Prince Curtly Dismisses Another Youthful Suitor in ‘Lolita': 365 Prince Songs in a Year
To celebrate the incredibly prolific, influential and diverse body of work left behind by Prince, we will be exploring a different song of his each day for an entire year with the series 365 Prince Songs in a Year.
Through Prince added some very modern musical touches, he accurately described 2006's 3121 as a "trip back." The album found him once again on a major label, once again employing a numeric album title, and once again – as part of the stand-out track "Lolita" – curtly dismissing a youthful suitor.
The guy who'd famously barked "women, not girls, rule my world" during 1986's chart-topping "Kiss" was on the market again, having split from his wife of five years. But the departure of Manuela Testolini – she filed for divorce in May 2006, just weeks after the release of 3121 – hadn't opened the door for just any possible love interest. In fact, "Lolita" makes clear that he didn't want the divorce in the first place.
Seems Prince runs into a particularly attractive girl at a club – she's "fine from head to pumps," he sings over nervy keyboard stabs, "if you were mine, we'd bump, bump, bump" – but he's suspicious from the beginning that she might be underage. Finally, Prince demands proof.
"Come here and show me some ID," he sings, before confirming what he knew all along: "You're much too young to peep my stash. You're trying to write checks your body can't cash. You can't hang with this, girl – look out." They resolve things (how else?) by dancing it out to a boisterous chant from members of the New Power Generation.

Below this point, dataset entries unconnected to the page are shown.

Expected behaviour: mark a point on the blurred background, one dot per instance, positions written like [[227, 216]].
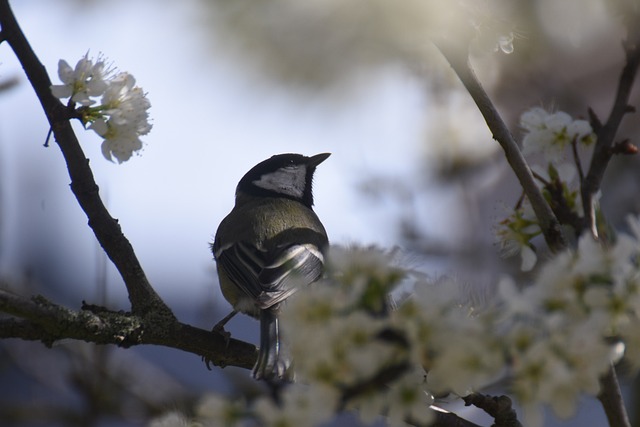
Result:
[[232, 83]]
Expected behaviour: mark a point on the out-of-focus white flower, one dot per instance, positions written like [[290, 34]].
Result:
[[126, 107], [82, 82], [550, 133], [172, 419], [122, 115], [407, 398], [219, 410], [514, 233]]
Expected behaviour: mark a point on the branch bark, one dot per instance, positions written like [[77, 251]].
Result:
[[151, 321], [611, 399], [107, 230], [606, 133], [38, 319], [458, 58]]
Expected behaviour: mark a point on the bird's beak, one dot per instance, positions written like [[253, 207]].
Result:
[[317, 159]]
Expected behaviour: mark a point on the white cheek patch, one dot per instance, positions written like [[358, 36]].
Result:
[[289, 181]]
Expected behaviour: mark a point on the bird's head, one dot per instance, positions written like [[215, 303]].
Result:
[[282, 175]]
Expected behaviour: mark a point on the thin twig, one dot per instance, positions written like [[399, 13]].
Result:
[[107, 230], [38, 319], [576, 160], [606, 133], [611, 399], [458, 58]]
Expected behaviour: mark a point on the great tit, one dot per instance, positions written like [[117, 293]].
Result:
[[270, 245]]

Beyond his well-known aversion to juvenile femme fatales, Prince also appears to still be very much betrothed in "Lolita" – which actually dates back to 2005, according to PrinceVault. "Lolita, you're sweeter," Prince concludes, "but you'll never make a cheater out of me."
By then, he'd presumably completed a separation from Testolini, a Toronto native who formerly worked as a consultant with Prince's charity foundation. She said in a subsequently released divorce filing that they'd been apart for some two years.
Prince didn't fight the petition. "His wife filed for divorce. This isn't something that he wanted," Patrick Cousins, Prince’s personal lawyer, told People in 2006. "There isn't anything else. He didn't counter sue. He is just trying to get it resolved."
Financial details from Prince's final divorce settlement weren't initially disclosed. Testolini received a Toronto home valued at about $6 million as well as a Lexus, the Minneapolis Star-Tribune later confirmed. She subsequently married singer Eric Benet, and they had two children. Prince reportedly never finished paying off the legal fees.
Thankfully, 3121 provided a glimmer of good news in a tough period. Bolstered by the distribution muscle of Universal Records, the album became Prince's first-ever to debut atop the Billboard charts. It was also his initial No. 1 since 1989's Batman, though alas also his last.